U.S. deaths in Operation Enduring Freedom also include 130 service members who died in other locations besides Afghanistan, including Guantanamo Bay in Cuba, Djibouti, Eritrea, Ethiopia, Jordan, Kenya, Kyrgyzstan, Pakistan, Philippines, Seychelles, Sudan, Tajikistan, Turkey, Uzbekistan and Yemen.

The U.S. has paid US$100,000 in a “death gratuity to the survivors of each of the service members killed in the Afghanistan war, totaling $245.5 million.

More than 46,000 civilians have been killed by all sides in the Afghanistan conflict. These are the direct deaths from bombs, bullets, blasts and fire. Thousands more have been injured, according to the United Nations Assistance Mission in Afghanistan.

And while the number of Afghans leaving the country has increased in recent weeks, more than 2.2 million displaced Afghans were living in Iran and Pakistan at the end of 2020. The United Nations Refugee Agency reported in late August 2021 that since the start of that year, more than 558,000 people have been internally displaced, having fled their homes to escape violence.

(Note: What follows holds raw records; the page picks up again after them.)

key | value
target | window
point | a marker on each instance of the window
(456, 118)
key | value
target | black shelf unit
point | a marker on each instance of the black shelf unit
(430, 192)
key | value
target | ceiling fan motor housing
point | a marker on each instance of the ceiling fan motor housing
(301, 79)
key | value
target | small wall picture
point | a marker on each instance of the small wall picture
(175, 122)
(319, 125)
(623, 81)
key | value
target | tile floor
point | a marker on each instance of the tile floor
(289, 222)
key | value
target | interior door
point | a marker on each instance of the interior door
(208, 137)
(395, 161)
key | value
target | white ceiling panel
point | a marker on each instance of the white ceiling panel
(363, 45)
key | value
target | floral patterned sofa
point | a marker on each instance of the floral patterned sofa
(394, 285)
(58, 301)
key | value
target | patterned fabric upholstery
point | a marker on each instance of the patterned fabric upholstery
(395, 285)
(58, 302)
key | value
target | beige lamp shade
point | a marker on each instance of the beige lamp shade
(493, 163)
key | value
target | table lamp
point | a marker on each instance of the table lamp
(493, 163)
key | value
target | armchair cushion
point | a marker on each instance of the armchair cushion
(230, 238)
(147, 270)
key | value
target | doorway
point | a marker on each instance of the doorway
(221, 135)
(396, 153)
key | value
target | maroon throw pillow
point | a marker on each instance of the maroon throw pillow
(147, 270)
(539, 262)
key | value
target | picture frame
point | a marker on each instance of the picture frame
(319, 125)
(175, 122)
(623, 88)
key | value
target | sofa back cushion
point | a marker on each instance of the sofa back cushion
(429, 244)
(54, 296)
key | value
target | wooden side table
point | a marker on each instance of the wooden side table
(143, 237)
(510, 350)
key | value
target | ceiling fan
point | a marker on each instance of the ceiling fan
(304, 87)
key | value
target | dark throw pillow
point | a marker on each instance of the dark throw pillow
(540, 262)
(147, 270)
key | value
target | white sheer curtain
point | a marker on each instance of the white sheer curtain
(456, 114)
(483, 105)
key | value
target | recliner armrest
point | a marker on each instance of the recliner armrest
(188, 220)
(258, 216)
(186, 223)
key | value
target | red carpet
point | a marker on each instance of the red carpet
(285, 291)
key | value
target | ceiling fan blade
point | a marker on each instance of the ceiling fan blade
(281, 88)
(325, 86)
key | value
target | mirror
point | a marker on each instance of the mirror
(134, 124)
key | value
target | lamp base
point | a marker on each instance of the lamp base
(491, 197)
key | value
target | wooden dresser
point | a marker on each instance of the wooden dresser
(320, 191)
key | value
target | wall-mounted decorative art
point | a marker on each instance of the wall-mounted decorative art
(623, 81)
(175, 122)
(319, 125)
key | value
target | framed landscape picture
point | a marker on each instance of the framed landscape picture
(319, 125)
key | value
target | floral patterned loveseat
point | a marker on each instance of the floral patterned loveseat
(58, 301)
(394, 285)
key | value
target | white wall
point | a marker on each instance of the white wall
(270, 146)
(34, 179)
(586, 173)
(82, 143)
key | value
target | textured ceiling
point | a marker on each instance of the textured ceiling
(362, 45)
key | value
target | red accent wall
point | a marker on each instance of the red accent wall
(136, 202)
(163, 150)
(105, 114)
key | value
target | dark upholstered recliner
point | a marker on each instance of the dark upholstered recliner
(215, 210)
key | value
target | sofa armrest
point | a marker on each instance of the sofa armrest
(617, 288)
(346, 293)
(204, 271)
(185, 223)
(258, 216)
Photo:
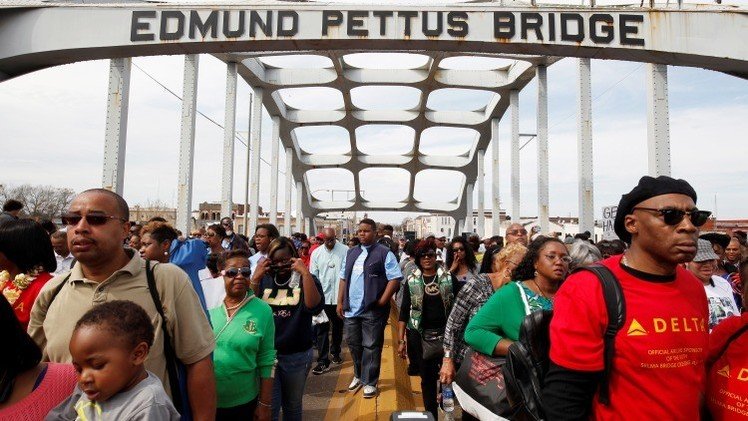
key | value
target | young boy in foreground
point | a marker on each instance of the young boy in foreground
(109, 345)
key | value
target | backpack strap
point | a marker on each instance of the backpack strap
(171, 356)
(57, 290)
(615, 305)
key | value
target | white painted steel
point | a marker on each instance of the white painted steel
(585, 148)
(115, 136)
(247, 168)
(187, 142)
(274, 155)
(255, 129)
(514, 110)
(299, 206)
(229, 129)
(542, 123)
(658, 124)
(495, 186)
(481, 194)
(469, 193)
(287, 192)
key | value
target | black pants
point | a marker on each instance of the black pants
(465, 415)
(428, 370)
(413, 341)
(242, 412)
(324, 348)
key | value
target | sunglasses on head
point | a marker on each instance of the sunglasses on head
(234, 272)
(673, 216)
(73, 219)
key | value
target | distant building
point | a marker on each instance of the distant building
(142, 214)
(209, 213)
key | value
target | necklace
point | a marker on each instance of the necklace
(430, 286)
(13, 289)
(540, 290)
(236, 306)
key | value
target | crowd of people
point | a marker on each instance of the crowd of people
(107, 319)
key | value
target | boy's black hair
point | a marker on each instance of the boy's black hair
(48, 226)
(123, 318)
(370, 222)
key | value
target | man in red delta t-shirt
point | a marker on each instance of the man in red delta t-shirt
(658, 368)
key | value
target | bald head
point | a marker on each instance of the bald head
(516, 233)
(330, 236)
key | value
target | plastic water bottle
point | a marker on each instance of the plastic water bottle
(448, 402)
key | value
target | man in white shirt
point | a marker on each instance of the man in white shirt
(718, 290)
(325, 264)
(62, 253)
(264, 235)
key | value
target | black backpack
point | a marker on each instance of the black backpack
(528, 358)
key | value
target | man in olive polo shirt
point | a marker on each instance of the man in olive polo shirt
(97, 225)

According to the United Nations, in 2021 about a third of people remaining in Afghanistan are malnourished. About half of all children under 5 years old experience malnutrition.

The human toll also includes the hundreds of Pakistani civilians who were killed in more than 400 U.S. drone strikes since 2004. Those strikes happened as the U.S. sought to kill Taliban and al-Qaida leaders who fled and sheltered there in late 2001 after the U.S. invasion of Afghanistan. Pakistani civilians have also been killed in crossfire during fighting between militants and the Pakistani military.

The financial cost

In terms of the federal budget, Congress has allocated a bit over $1 trillion to the Department of Defense for the Afghanistan War. But all told, the Afghanistan War has cost much more than that. Including the Department of Defense spending, more than $2.3 trillion has been spent so far, including increases to the Pentagon’s base military budget due to the fighting, State Department spending to reconstruct and democratize Afghanistan and train its military, interest on borrowing to pay for the war, and spending for veterans in the Veteran Affairs system.

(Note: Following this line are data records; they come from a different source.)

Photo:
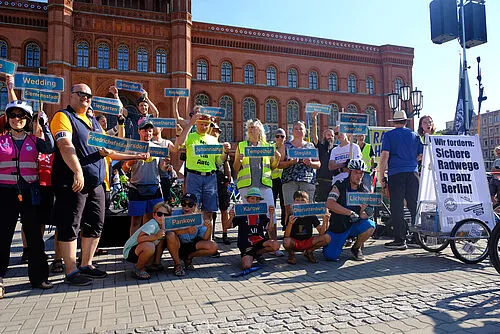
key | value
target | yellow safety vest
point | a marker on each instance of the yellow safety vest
(245, 174)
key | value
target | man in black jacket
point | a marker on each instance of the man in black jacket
(348, 221)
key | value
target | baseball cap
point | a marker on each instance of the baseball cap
(190, 197)
(254, 192)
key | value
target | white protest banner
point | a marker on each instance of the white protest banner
(376, 136)
(454, 180)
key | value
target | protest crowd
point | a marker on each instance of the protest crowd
(51, 173)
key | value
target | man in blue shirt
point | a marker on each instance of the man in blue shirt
(401, 149)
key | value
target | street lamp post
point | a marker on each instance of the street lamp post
(406, 95)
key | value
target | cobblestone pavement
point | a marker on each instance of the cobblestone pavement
(408, 291)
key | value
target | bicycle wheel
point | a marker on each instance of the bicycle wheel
(471, 243)
(432, 244)
(494, 246)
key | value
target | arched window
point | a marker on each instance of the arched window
(103, 56)
(351, 84)
(3, 49)
(249, 109)
(313, 80)
(82, 54)
(271, 117)
(352, 108)
(4, 98)
(332, 82)
(202, 70)
(225, 72)
(398, 83)
(334, 115)
(123, 58)
(370, 86)
(142, 59)
(201, 100)
(226, 123)
(292, 114)
(372, 115)
(292, 78)
(271, 76)
(249, 74)
(32, 55)
(161, 61)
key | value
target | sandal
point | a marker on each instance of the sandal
(44, 285)
(141, 274)
(178, 270)
(57, 266)
(310, 257)
(155, 267)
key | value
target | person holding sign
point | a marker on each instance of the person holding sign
(145, 246)
(401, 150)
(348, 221)
(200, 178)
(255, 172)
(298, 233)
(253, 240)
(298, 174)
(145, 190)
(20, 189)
(190, 242)
(340, 156)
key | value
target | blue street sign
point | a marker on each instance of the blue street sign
(259, 151)
(250, 209)
(137, 146)
(353, 118)
(319, 108)
(208, 149)
(166, 123)
(302, 210)
(106, 105)
(183, 221)
(357, 198)
(40, 82)
(302, 153)
(353, 129)
(7, 67)
(161, 152)
(213, 111)
(128, 85)
(44, 96)
(182, 92)
(110, 142)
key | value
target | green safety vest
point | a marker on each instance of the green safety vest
(365, 155)
(245, 174)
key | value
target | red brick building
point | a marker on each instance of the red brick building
(252, 73)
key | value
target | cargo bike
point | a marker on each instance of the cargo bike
(454, 206)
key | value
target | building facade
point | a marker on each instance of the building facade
(251, 73)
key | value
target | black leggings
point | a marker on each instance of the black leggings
(11, 208)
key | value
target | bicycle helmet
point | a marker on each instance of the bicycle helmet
(23, 105)
(356, 165)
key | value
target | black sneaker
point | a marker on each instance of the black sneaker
(400, 245)
(93, 272)
(357, 253)
(78, 279)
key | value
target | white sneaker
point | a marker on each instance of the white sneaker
(279, 253)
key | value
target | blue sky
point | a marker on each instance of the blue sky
(400, 22)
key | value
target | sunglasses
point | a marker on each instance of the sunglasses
(17, 115)
(83, 94)
(161, 214)
(188, 204)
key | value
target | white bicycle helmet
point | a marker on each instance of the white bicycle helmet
(23, 105)
(356, 165)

The total costs so far for all post-9/11 war veterans’ disability and medical care costs are about $465 billion through fiscal 2022. And this doesn’t include the future costs of all the post-9/11 veterans’ medical and disability care, which Harvard University scholar Linda Bilmes estimates will likely add about $2 trillion to the overall cost of care for veterans of the Iraq and Afghanistan wars between now and 2050.

The war in Afghanistan, like many other wars before it, began with optimistic assessments of a quick victory and the promise to rebuild at war’s end. Despite Bush’s warning of a lengthy campaign, few thought then that would mean decades. But 20 years later, the U.S is still counting the costs.